De la manera más natural, lo invitamos a entrar y a dejar sus cosas, que a decir verdad no eran muchas. Lo tratamos como si lo conociéramos desde siempre, pero ahora, que no repararemos la trama, doy por sentado que fue un error, un error no fatal, pero error al fin.
Algo en sus gestos, en su rostro nos convenció de que poseía los atributos necesarios para confraternizar y de común acuerdo con mi mujer le permitimos bañarse y ocupar la pieza del altillo.
La situación del país era delicada y debíamos imponernos ciertas conductas. Pero, bueno… la noche y la inseguridad en las calles nos hicieron compadecernos, pese a que no tardó en revelar una conducta inapropiada.

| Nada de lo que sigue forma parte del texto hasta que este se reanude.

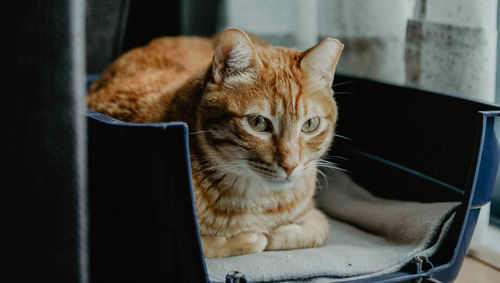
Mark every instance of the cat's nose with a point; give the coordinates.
(288, 168)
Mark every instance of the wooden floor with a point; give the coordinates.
(475, 271)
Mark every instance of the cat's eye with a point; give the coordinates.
(310, 125)
(259, 123)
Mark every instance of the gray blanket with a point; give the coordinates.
(368, 236)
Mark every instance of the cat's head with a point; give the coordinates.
(268, 113)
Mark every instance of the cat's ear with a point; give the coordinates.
(320, 61)
(234, 54)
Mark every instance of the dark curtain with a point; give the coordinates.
(42, 153)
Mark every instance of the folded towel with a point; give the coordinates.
(369, 236)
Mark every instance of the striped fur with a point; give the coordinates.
(253, 190)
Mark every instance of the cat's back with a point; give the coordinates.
(139, 85)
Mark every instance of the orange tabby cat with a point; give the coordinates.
(261, 117)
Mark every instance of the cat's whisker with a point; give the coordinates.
(342, 137)
(324, 177)
(198, 132)
(343, 83)
(343, 92)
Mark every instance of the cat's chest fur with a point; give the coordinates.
(227, 210)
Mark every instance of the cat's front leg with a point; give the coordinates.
(244, 243)
(309, 230)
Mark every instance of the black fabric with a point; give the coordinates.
(105, 27)
(148, 19)
(142, 222)
(42, 152)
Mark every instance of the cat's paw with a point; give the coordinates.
(244, 243)
(296, 236)
(286, 237)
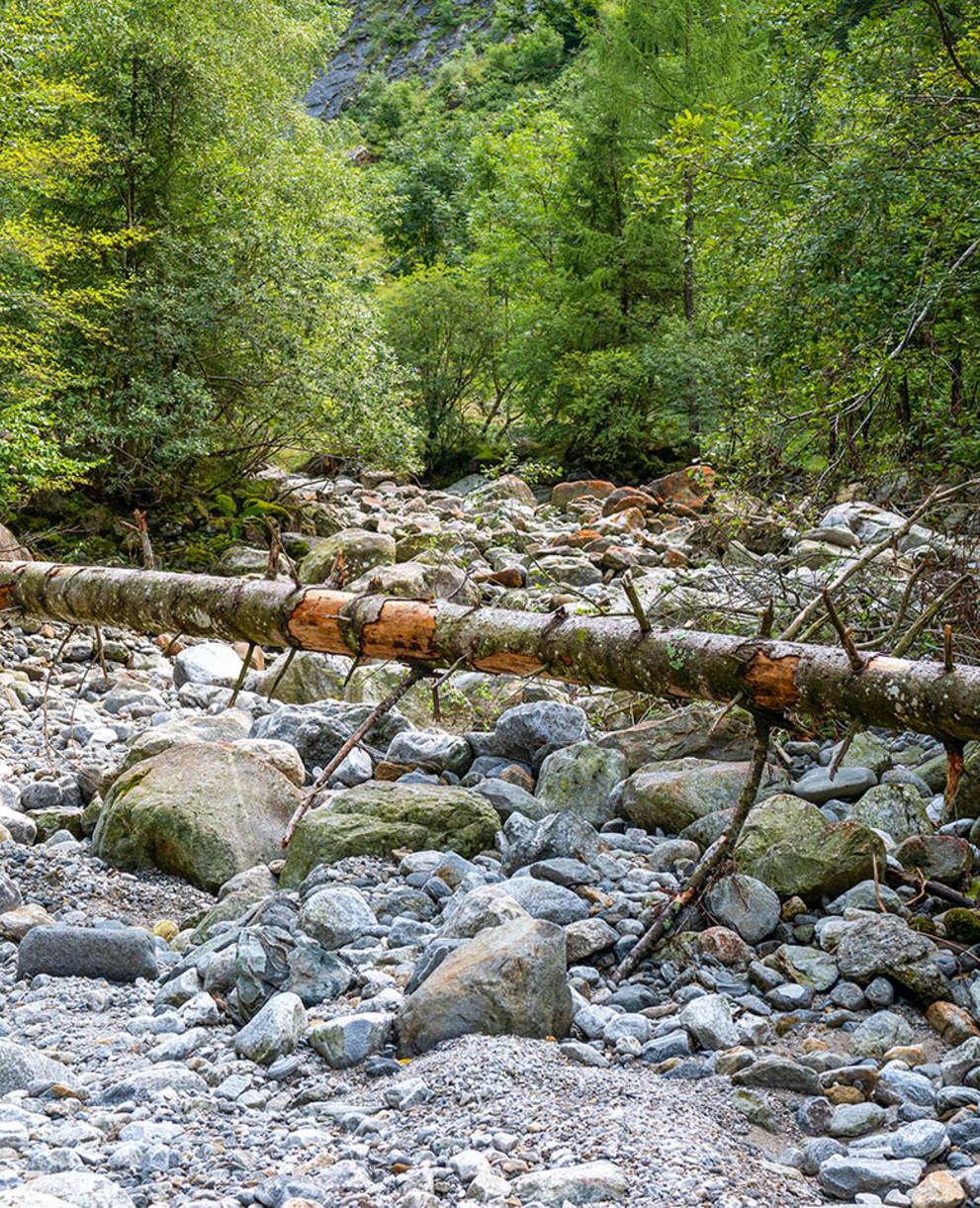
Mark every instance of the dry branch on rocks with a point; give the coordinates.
(771, 677)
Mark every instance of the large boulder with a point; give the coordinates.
(505, 979)
(374, 819)
(202, 810)
(672, 793)
(885, 946)
(896, 808)
(221, 727)
(788, 845)
(691, 731)
(361, 551)
(579, 778)
(525, 728)
(209, 662)
(307, 677)
(318, 732)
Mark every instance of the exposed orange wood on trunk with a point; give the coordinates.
(403, 629)
(313, 624)
(508, 662)
(771, 683)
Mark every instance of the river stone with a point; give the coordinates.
(896, 808)
(433, 750)
(80, 1189)
(543, 899)
(865, 750)
(361, 551)
(848, 782)
(318, 731)
(527, 727)
(883, 945)
(223, 727)
(281, 755)
(337, 916)
(120, 955)
(877, 1033)
(672, 793)
(209, 662)
(505, 979)
(269, 960)
(378, 818)
(788, 845)
(746, 905)
(417, 580)
(21, 827)
(564, 835)
(691, 731)
(311, 676)
(942, 858)
(846, 1176)
(587, 1182)
(482, 907)
(203, 812)
(580, 778)
(349, 1039)
(709, 1020)
(274, 1031)
(21, 1066)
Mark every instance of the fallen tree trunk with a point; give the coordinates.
(771, 677)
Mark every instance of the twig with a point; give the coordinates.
(709, 862)
(635, 604)
(411, 677)
(142, 533)
(245, 663)
(281, 672)
(935, 498)
(953, 772)
(843, 749)
(100, 654)
(846, 639)
(931, 611)
(58, 652)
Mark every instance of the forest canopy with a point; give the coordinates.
(611, 238)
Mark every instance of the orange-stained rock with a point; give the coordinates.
(619, 501)
(937, 1190)
(689, 487)
(584, 536)
(724, 945)
(510, 577)
(951, 1022)
(565, 492)
(629, 520)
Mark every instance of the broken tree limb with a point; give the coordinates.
(772, 676)
(719, 851)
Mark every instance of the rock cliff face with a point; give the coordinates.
(411, 39)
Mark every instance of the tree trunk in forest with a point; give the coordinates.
(770, 676)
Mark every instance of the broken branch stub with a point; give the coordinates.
(771, 676)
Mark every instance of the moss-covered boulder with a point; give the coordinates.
(202, 810)
(788, 845)
(894, 808)
(361, 551)
(674, 792)
(374, 819)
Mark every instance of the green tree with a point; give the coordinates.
(45, 153)
(240, 229)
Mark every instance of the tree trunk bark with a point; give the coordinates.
(770, 676)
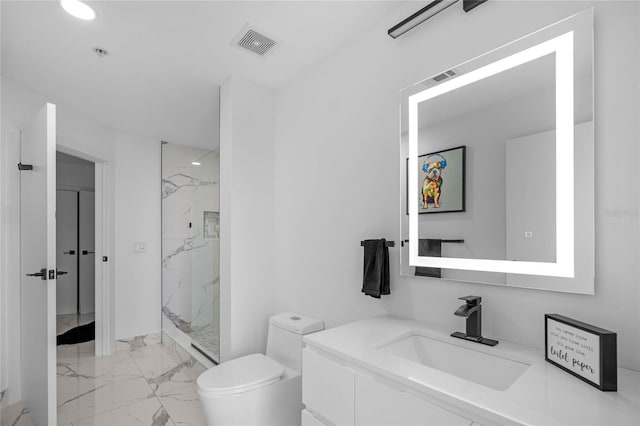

No cesaba de decir incoherencias, para colmo confesó que le gustaba lo que pasaba porque odiaba la indiferencia de la gente. Quizá porque lo vi abrir una de las persianas que da al afuera, al día siguiente, hecho que le habíamos prohibido y que motivó nuestra reconvención, a la noche soñé con un beduino que deambulaba en el laberinto de la Medina, cuyo rostro era parecido al del Haelohim.
En uno de los barrios de la periferia, tocaba una puerta. Un anciano abría, extendiendo un manojo de llaves y dijo: se han mezclado y no sabemos cuál es la correcta. Sólo puedes elegir una y ya sabes a lo que te arriesgas. El beduino probó una y la puerta se abrió.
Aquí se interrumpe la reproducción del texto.